Wisukam Narueman Bridge (สะพานวิศุกรรมนฤมาณ; RTGS: Saphan Wisukam Narueman) is an historic bridge of Bangkok located in the border of Bang Khun Phrom sub-district, Phra Nakhon district and Dusit sub-district, Dusit district.

King Chulalongkorn (Rama V) ordered the Department of Public Works to build the bridge across Khlong Phadung Krung Kasem (Phadung Krung Kasem canal) linking to Prachathipatai road. It was named "Wisukam Narueman" (translates as The Bridge was Built by Vishvakarman), and opened in 1901. At first it was built of iron structure with wooden pavement and cast iron balustrade.
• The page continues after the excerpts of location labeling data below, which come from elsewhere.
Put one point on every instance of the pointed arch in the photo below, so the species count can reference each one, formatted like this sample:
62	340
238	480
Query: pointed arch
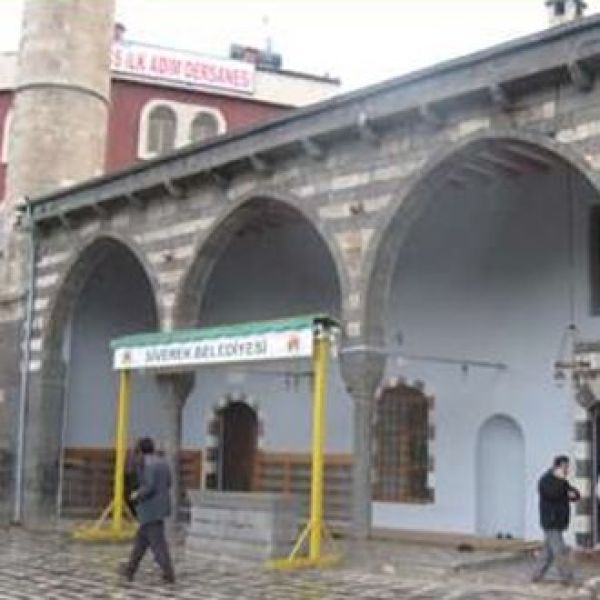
424	189
258	209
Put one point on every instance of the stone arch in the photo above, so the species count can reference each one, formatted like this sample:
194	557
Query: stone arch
48	390
500	477
211	246
211	448
396	221
81	266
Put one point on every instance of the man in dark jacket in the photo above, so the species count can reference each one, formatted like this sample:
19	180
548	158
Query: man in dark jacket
555	495
153	505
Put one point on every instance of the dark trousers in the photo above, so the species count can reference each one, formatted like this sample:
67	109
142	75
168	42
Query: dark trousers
151	535
555	551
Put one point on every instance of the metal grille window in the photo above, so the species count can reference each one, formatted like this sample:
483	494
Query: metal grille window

Later, in 1967 it was restored expanded and changed into reinforced concrete. The bridge walls are of concrete balustrade with the bridge's name as Witsukam Narueman (วิศสุกรรมนฤมาณ), which is different spelling from the king's given name, and the year of restoration (1967) inscribed at the center. It's one of the bridge with the name of deity (Thewet Naruemit Bridge, Wisukam Narueman Bridge, Makkhawan Rangsan Bridge, Thewakam Rangrak Bridge and Jaturapak Rangsarit Bridge, respectively).